Magdeburg half way review ⋆ An Old International

Magdeburg half way review

Football is a simple game, it has often been said: 22 men separated into two teams try to kick the ball around and score more often than the other team. Based on this simplicity claim, Magdeburg cannot be but described as being awful at it in this division. As it stands, just before the second leg of the season is about to start, Magdeburg find themselves in 17th. spot with a huge task before them.

Not too bad, not too good, either

As it stands, Magdeburg are second from bottom with 17 points from as many matches and a goal difference of -13; they have scored 20 but conceded 33. However, hope should not be lost as three teams are on 17 points and it takes a minor run of positive results to settle in mid-table. This of course will be more difficult than it is said.

How did Magdeburg fare during their second stint in Bundesliga 2? Not too bad admittedly, but their approach is worrying as they were outplayed way too easy by the opposition. Very often Magdeburg dictated the rhythm play, the statistics show they have more than 60% of the ball during 90 minutes, they complete more passes than their opposition. However, results and statistics are two sides of the same medal and the other one shows the results; one offering a result based reading of the games so far, the other offering a deeper insight into the machinations of the game. The statistics in terms of possession are impressive: on average Magdeburg have 60% of the ball with the opposition only enjoying 50%. The passing quote is beyond 80% – again a superb figure, considering the spot in the table. One value that may indicate that something is not right are the distances run per game. Here Magdeburg are 2km behind the teams they have faced so far. The biggest difference came in the games against St. Pauli (108.07km for Magdeburg and 114.93km for St.Pauli) and Hanover (112.32km vs 117.67km). Even against Karlsruhe and Fürth, two matches Magdeburg managed to win, they made less kilometres than the opposite teams.1 This indicates a few things.

First, possession is all very nice to look at but is futile if it is not converted into goals. Magdeburg are not playing for the gallery but for points in a multi million business called professional football. Secondly, passing the ball around without movement, without running off the ball will lead to nothing. It is as though three, four players are engaging in a game of piggy-in-the-middle where it is all about possession and keeping the ball in play. Finally, winning challenges is important but winning those challenges in particularly important areas on the pitch, notably the own penalty area as well as further up the pitch, is crucial. The physical frailty of some players under physical pressure from opposing players is scaring.

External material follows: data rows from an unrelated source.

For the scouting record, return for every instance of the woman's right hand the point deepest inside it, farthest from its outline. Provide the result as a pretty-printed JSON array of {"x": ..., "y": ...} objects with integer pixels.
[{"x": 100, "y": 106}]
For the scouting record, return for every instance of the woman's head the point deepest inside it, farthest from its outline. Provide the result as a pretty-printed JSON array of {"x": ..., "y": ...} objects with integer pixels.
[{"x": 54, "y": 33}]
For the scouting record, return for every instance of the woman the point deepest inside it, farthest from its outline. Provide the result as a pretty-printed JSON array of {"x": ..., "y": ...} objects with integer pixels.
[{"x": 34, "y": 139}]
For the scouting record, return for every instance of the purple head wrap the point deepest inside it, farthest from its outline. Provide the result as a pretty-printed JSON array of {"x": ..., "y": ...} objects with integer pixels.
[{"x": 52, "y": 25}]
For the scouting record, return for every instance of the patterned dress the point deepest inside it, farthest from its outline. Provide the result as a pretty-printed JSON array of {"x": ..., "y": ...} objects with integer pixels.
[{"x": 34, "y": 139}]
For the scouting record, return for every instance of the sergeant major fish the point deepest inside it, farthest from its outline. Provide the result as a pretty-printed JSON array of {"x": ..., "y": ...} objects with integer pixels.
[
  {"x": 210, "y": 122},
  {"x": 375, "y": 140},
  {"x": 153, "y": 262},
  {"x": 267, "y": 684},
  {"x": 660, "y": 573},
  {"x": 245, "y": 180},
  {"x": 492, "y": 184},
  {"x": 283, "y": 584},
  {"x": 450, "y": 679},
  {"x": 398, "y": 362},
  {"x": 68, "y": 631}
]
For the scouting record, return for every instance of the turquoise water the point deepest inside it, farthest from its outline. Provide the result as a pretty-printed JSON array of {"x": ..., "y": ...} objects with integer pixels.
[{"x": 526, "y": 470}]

The stats, as positive as they may largely be, are misleading; the table is not lying and indeed is highly frustrating to look at, particularly with the imposed break which prolongs this sorry state of affairs unnecessarily.

The break may have offered some respite and some urgently required readjustment, however. Magdeburg have acted on the summer transfer market after its official closing – indicating how difficult it is to sign players for them; something that was emphasized by the sporting director, Otmar Schork in a TV interview. Some of the summer signings clearly have not the capacity to play at this level, or as Schork also indicated, needed more time to adapt as was planned. Alas, time is something precious during a season and thus the break may just have helped to work on things that did not go well on the pitch during the first leg of the season, of which there are a few: scoring goals and defending set pieces.

The absence of the talismanic Baris Atik for large parts of the early season may explain some of the results and the lack of goals. What they do not lack are goal scoring opportunities but a poacher. And height to defend long balls, to win aerial challenges. More often than not this is exploited by the opposition. It seems that Magdeburg make life for themselves more difficult than it could be, just as the proverb says:

Why make it simple, when it can be complicated

especially in front of goal. This was evident during the away game at Rostock. Magdeburg simply played Hansa off the park but it was the home side who scored – and did so quite brilliantly. The goals from Pröger during the first half would have been fitting for Magdeburg. Not so long ago, Rostock were slagged off for their playing style under coach Jens Härtel, who once was hailed as the messiah in Magdeburg. And now this style very much sunk Magdeburg without much ado. The home game in late August against Hannover 96 is another case in point. Magdeburg almost gifted their visitors the game

The interruption of the season was long and for spells, there were no news at all from Magdeburg – only after Christmas did news trickle through about the training camp in Turkey which up to 10 players missed for several reasons. Since mid-January there have been three signings: one striker Luc Castaignos who was without club and who scored four in four test matches and two defenders: Daniel Heber from Rot-Weiss Essen who is considered as one of the favourite players of head coach Christian Titz and Maximilian Ullmann from Venezia FC, who is on loan.